Talking to your therapist over Zoom is as helpful for anxiety and depression as going to in-person therapy. The virtual session, moreover, can be delivered at a lower cost, according to a large new study conducted in the U.K.
Online therapy has become more and more prevalent since the COVID pandemic, when lockdowns forced lots of therapists online. The new study suggests that one of the biggest benefits of virtual therapy may be that it can allow people to get treatment faster, which increases their quality of life and reduces the amount of additional medical care they require—and thus cuts costs overall.
“The actual cost of mental health care doesn’t come from treating these conditions but from not treating them,” says study co-author Ana Catarino, director of clinical science at ieso Digital Health, a U.K. company that contracts with the country’s National Health Service (NHS) to provide virtual treatments.
Cognitive-behavioral therapy (CBT) is a well-established method for treating a variety of disorders that is based on the premise that maladaptive patterns related to thoughts, feelings and behaviors are learned and can be unlearned. “There have been numerous studies that have shown that virtual CBT can be just as effective as in-person CBT for various mental health conditions, including depression and anxiety,” says Kathryn Boger, a psychologist at Harvard Medical School and Mass General Brigham’s McLean Hospital, who specializes in CBT for anxiety and mood disorders.

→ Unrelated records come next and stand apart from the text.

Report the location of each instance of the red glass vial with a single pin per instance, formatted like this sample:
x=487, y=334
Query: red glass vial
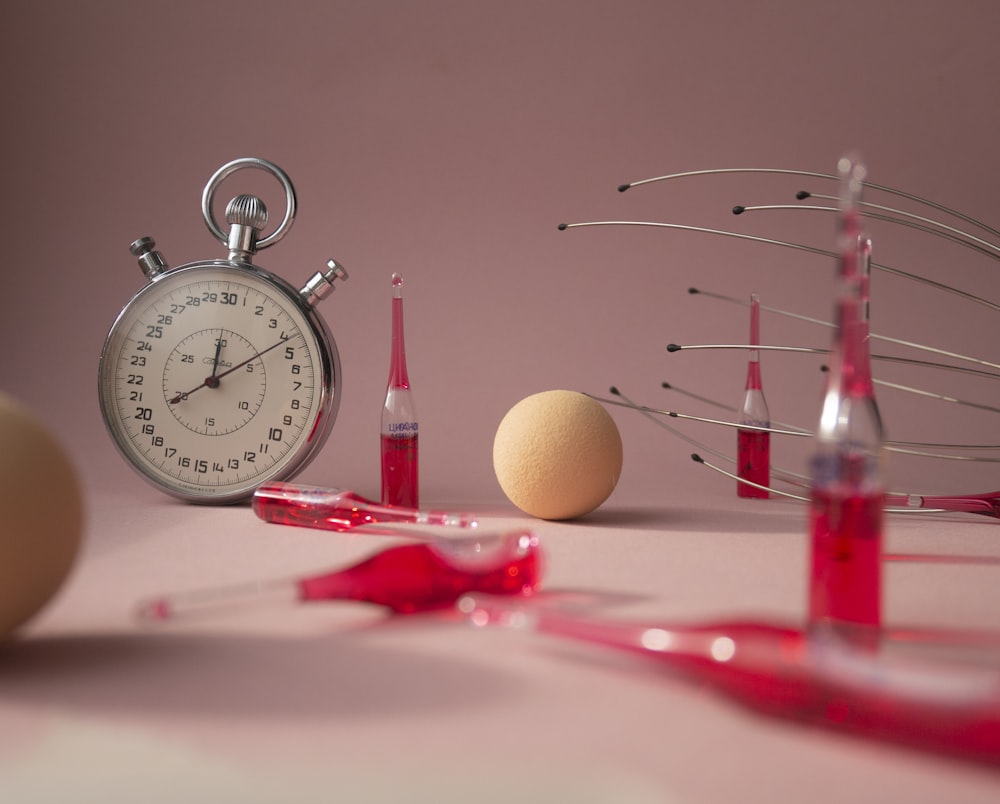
x=400, y=466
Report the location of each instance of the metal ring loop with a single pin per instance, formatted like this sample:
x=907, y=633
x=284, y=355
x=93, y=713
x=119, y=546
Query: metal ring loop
x=208, y=196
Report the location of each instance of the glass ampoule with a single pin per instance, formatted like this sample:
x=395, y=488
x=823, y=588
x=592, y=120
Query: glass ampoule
x=753, y=447
x=400, y=467
x=847, y=482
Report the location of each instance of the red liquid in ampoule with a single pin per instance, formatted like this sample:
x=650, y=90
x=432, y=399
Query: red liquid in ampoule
x=400, y=471
x=753, y=455
x=845, y=580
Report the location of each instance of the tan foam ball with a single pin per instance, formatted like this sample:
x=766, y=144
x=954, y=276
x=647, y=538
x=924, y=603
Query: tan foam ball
x=42, y=521
x=557, y=454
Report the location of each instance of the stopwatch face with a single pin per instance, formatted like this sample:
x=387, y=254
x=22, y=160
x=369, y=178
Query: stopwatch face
x=216, y=378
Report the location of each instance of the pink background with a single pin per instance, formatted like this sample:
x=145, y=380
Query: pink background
x=446, y=140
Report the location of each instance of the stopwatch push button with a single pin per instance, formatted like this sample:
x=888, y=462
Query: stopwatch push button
x=150, y=260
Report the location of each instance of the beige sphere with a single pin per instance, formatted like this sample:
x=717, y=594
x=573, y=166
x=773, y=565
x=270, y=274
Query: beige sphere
x=42, y=522
x=557, y=454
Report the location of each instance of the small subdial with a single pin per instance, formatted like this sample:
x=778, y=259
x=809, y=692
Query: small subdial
x=211, y=382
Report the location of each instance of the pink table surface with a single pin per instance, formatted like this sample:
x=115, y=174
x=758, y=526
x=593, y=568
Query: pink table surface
x=340, y=701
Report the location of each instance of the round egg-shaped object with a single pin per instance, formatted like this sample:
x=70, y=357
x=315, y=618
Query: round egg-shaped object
x=557, y=454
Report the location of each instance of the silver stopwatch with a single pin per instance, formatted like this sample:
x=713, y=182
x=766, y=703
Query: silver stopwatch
x=218, y=376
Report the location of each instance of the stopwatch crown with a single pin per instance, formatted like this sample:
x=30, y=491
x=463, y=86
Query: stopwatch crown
x=150, y=260
x=247, y=217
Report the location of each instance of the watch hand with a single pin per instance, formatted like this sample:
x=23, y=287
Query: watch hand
x=213, y=381
x=218, y=351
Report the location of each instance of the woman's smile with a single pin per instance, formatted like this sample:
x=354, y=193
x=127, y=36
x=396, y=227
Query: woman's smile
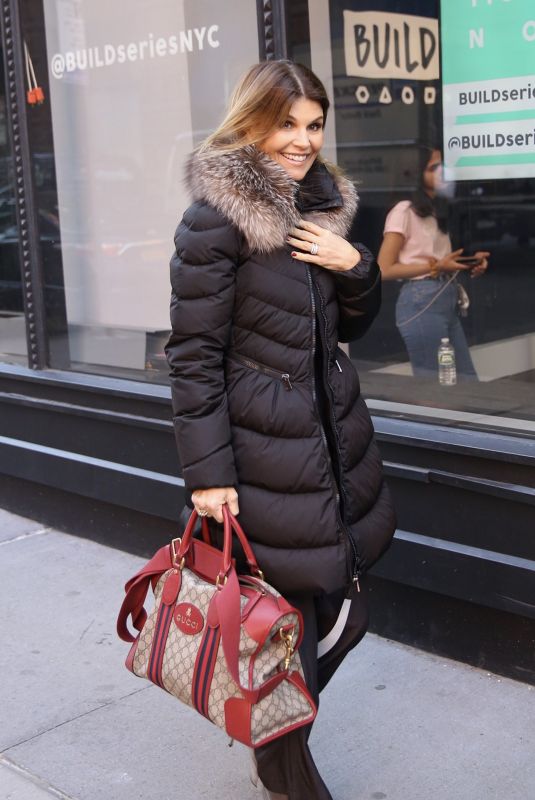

Questions persist about how best to deliver mental health interventions online, though, says David Barlow, an emeritus professor of psychology and psychiatry at Boston University, who developed an influential CBT-based protocol for treating emotional disorders. The advantage of the new study, published today in the journal Nature Mental Health, is that it analyzed the outcomes of more than 27,500 patients. And because the NHS is a single health care system that tracks patient outcomes very closely, Barlow says, the team had the ability to tease out cost-effectiveness in a way that would be impossible in a fragmented health system such as that of the U.S.
Catarino and her team compared ieso’s Internet-delivered CBT, which has a therapist working one-on-one with patients through a text chat, with the other services for anxiety and depression offered by the NHS, which covered a variety of therapies and delivery methods.
The findings showed that online therapy was more cost-effective than the other forms of care, Catarino says. What was most interesting was why, however: the researchers found that patients who were offered the therapist-guided CBT program got treatment faster. As a result, their quality of life improved more quickly, and they used fewer other medical services. “The longer patients wait, the more likely they are to see their problems become more severe and to have a poorer response as a result of that wait,” Catarino says.
The paper is likely to “make a big splash,” Barlow says, because the authors showed that the success of the NHS virtual CBT program was linked to the fact that it provided patients with a therapist’s guidance every step of the way. Some Internet-delivered CBT just gives patients modules to work through on their own, but the new study showed that having a therapist work with the patient online is more effective, he says. “That seems to be where we get the best results, and that’s so extraordinarily important, given the rapidity with which the behavioral-health-care-delivery system is converting to digital applications,” Barlow adds.
It’s not surprising that virtual therapy works as well as in-person therapy, says Haim Weinberg, a licensed psychologist and a group psychotherapist in private practice in Sacramento, Calif., who has written two books about online therapy. Studies outside the U.K. have found the same, he says. But there is still some bias against virtual therapy as somehow second-best, and there are not yet many established training programs to get mental health professionals comfortable with providing care online, Weinberg adds.
Nevertheless, the practice is growing. Mental health treatment is a particularly fruitful area for telemedicine, says Jeanine Turner, a communication researcher at Georgetown University, who has studied virtual medical treatment. People dealing with anxiety or depression may find the logistics of getting to a clinic overwhelming, Turner says, and the ability to talk to a professional from the comfort of home can help overcome that barrier. Virtual therapy can also expand access to people in rural areas, where mental health professionals are sparse.
Improving polices around virtual mental health care could go a long way toward making such sessions more common in the U.S., Boger says. PSYPACT, an effort to allow psychologists to use their licenses to practice teletherapy across state lines, is in effect in 37 states, Washington, D.C., and the Commonwealth of the Northern Mariana Islands.
Virtual care won’t be right for every person, Catarino says, but the new study’s results suggest the need to expand access so that patients aren’t left waiting for help. “These findings really speak to the importance of developing clinical interventions that are proven to be effective and that can be deployed at scale to match the demand we know exists,” she says. “Digital health interventions can play a big role in that.”